In their summation of the results, the researchers stated, "Reduction of the thoracic kyphosis angle was recorded in all patients with an average decrease of over 10 degrees. Increased lung function in both peak expiratory flow (PEF), and forced expiratory volume (FEV) were recorded along with improvements in SF-36 scores documenting improved quality of life."
Even Moderate Alcohol Usage Increases Risk of Cancer
A paper published in the Journal of Clinical Oncology on November 7, 2017, stated that drinking alcohol, even in small amounts, increases the risk for cancer. In a release, the American Society of Clinical Oncology (ASCO) stated that between 5-6% of new cancers and cancer deaths globally were directly attributable to alcohol.
The study received press coverage from a number of outlets within the first 24 hours, including a story in Newsweek titled, "Even Light Drinking Increases Your Risk of Cancer, Doctors Warn." The Newsweek article began with the light-hearted warning, "Happy hour just got a little bit sad with news that any alcohol (yes, that includes the glass of wine at dinner) is linked with increased cancer risk."
A New York Times article on this issue quoted Dr. Noelle LoConte, an associate professor at the University of Wisconsin-Madison and the lead author of the ASCO statement, who said, "The message is not, 'Don't drink.' It's, 'If you want to reduce your cancer risk, drink less. And if you don't drink, don't start." Dr. LoConte did point out that the ASCO warning is different than their stance on cigarettes, "It's different than tobacco where we say, 'Never smoke. Don't start.' This is a little more subtle."

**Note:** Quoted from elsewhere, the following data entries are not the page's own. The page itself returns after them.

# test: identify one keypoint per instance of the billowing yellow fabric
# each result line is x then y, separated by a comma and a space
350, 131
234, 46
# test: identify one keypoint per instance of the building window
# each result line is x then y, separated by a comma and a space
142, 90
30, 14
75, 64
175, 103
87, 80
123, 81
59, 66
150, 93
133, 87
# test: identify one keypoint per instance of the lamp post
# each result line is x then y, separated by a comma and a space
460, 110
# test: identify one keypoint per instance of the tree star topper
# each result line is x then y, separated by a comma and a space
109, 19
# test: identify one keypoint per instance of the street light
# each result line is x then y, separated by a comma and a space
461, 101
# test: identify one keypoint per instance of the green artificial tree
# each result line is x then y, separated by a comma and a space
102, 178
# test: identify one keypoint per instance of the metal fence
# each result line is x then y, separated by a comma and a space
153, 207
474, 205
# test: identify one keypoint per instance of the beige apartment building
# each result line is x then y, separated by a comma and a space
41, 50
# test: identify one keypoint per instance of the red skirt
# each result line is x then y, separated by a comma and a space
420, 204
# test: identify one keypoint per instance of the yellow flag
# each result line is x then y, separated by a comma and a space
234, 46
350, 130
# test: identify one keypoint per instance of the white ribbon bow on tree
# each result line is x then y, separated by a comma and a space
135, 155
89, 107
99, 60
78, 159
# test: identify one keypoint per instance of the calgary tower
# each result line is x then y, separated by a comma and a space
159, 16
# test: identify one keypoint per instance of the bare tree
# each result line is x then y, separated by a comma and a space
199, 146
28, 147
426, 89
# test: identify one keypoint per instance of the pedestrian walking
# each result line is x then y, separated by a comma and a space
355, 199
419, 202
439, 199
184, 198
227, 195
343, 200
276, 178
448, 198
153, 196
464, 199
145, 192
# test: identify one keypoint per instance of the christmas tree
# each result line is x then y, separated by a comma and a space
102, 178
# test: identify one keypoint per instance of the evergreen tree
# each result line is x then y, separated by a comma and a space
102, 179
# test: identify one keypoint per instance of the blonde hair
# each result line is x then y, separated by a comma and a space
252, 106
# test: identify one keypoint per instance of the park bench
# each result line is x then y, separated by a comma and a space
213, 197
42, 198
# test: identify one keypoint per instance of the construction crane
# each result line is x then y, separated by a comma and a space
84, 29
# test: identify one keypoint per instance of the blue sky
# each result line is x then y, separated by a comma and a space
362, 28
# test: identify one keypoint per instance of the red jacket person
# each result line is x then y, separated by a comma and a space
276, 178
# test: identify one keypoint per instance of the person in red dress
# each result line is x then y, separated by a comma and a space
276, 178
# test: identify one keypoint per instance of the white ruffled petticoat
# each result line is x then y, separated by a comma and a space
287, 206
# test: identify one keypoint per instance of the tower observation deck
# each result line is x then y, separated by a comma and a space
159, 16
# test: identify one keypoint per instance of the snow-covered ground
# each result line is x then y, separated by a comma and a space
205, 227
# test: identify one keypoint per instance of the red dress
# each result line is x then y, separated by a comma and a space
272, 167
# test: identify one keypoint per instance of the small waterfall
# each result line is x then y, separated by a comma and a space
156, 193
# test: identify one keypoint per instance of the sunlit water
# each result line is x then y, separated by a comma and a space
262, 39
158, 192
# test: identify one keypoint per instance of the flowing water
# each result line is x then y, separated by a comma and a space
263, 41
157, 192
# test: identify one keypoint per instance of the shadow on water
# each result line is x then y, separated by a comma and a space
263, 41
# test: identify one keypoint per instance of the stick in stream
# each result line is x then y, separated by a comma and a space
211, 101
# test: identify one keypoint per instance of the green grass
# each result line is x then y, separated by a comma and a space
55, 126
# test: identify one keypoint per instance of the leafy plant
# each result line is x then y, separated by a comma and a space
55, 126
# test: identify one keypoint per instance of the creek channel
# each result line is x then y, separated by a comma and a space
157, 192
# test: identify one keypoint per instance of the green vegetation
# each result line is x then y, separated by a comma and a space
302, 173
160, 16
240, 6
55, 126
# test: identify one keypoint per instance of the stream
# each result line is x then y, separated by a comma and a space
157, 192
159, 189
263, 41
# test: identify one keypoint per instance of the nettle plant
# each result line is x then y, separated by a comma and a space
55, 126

The ASCO conducted a National Cancer Opinion Survey earlier this year which showed that 70% of Americans were unaware that there was a link between drinking alcohol and cancer. The ASCO release points out that alcohol usage, whether light, moderate, or heavy, is linked with increasing the risk of several leading cancers, including those of the breast, colon, esophagus, and head and neck.
In the release ASCO president Bruce Johnson, MD, stated, "People typically don't associate drinking beer, wine, and hard liquor with increasing their risk of developing cancer in their lifetimes." He continued, "However, the link between increased alcohol consumption and cancer has been firmly established and gives the medical community guidance on how to help their patients reduce their risk of cancer."
The ASCO paper reported that, in reviewing evidence from multiple studies, there is a conclusive link between alcohol use and several cancers, including cancer of the oral cavity, pharynx, larynx, esophagus, breast, and liver. Heavier drinking has been associated with lung cancer, pancreatic cancer and gastric cancer.
Dr. LaConte summed up the ASCO position by noting, "ASCO joins a growing number of cancer care and public health organizations in recognizing that even moderate alcohol use can cause cancer. The good news is that, just like people wear sunscreen to limit their risk of skin cancer, limiting alcohol intake is one more thing people can do to reduce their overall risk of developing cancer."
The Newsweek article did offer a silver lining, although difficult, to those who enjoy regular drinking. They noted that those who drink can reduce their risk for cancer to equal those who have never drank alcohol if they stop drinking completely for a period of 20 years.